Counting citations

eastgate · June 24, 2025, 5:23pm

Here’s a problem that the community might enjoy. I have a container /draft in which I’m gradually writing a paper. Citations in the paper look like this:

{Bernstein, 2025, WWW ’25 Companion Proceedings of the ACM Web Conference, 829-832}

I want to define an agent that tells me how many citations are currently in the paper. Details:

It’s OK to count repeated citations to the same work twice
Remember that one note might have multiple citations
It’s OK to assume that there are few or no other uses of “{”

In other words, “quick and dirty” is fine.

satikusala · June 24, 2025, 6:02pm

I’m tied up today, so can’t play with your pattern until the weekend, but here is a quick reply.

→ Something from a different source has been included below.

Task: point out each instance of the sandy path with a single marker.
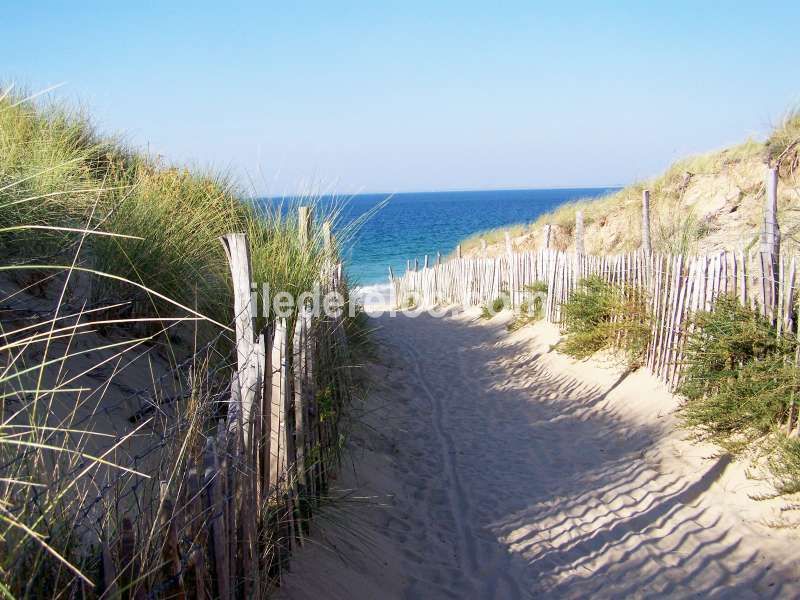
(488, 466)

I use a different format for citations, as I use markdown and Pandoc to help me insert, track, and format citations. Here is the inline pattern [@CitationYEAR,@CITATIONYEAR] or @CitationYEAR [-@CitationYear]. I’ve set up several regex methods to parse these patterns out of the text into $IndexCitationKey:

vText.eachLine(aLine){
  if(aLine.icontains('(@[\w]+[0-9]{4})')){
      $IndexCitationKey+=$Text.extractAll("(@[\w]+[0-9]{4})");
  };
};

This gives me a count. I also use it pull citations into an agent, and then with my indexing libraries and templates, I can create an index for which sections of the document the Citation is used (I intend to publish this library by the start of SummerFest).

For your pattern, I would do something similar but use this regex {(.*)}.

There are lots of assumptions and questions. Are citations the only use of the curly brackets pattern? Do you want or need to parse the caution when captured? How do you want to report on the use of the citations? Where are you conducting the count? In a template? Attribute browser? Table?

mwra · June 24, 2025, 6:43pm

Likewise, just heading out for a fe days. Given @satikusala’s point about false matches, e.g. a mentions of coordinates at {2,9} or such, I’d suggest a regex like:

"\{[^\d]+, *\d{4},[^\}]+}"

So:

literal open brace
one or more non-digits (assumes no literal digits in author names, post-nominal III does not use digits)
a literal comma
zero or more spaces
4 digits (assumes cited years are post 1000 (CE))
one or more non-literal-closing-braces characters
literal closing brace

eastgate · June 24, 2025, 7:55pm

I believe each of these will detect the number of paragraphs that contain a citation. Ideally, I’d prefer to count the total number of citations; {Bernstein}{Anderson} should count as two.

Yes: you can assume this is the only use of {…}.

satikusala · June 24, 2025, 10:11pm

My method pulls the citation into a set, which you can then count. It also indexes them so that you can see if you’ve used them multiple times throughout your document.

brookter · June 25, 2025, 9:32am

Forgive me if I’ve misunderstood what’s going on in your function, but AIUI, the regex \{(.*)\}, will normally match everything between the first { and the last one, so it returns Bernstein}{Anderson in this situation.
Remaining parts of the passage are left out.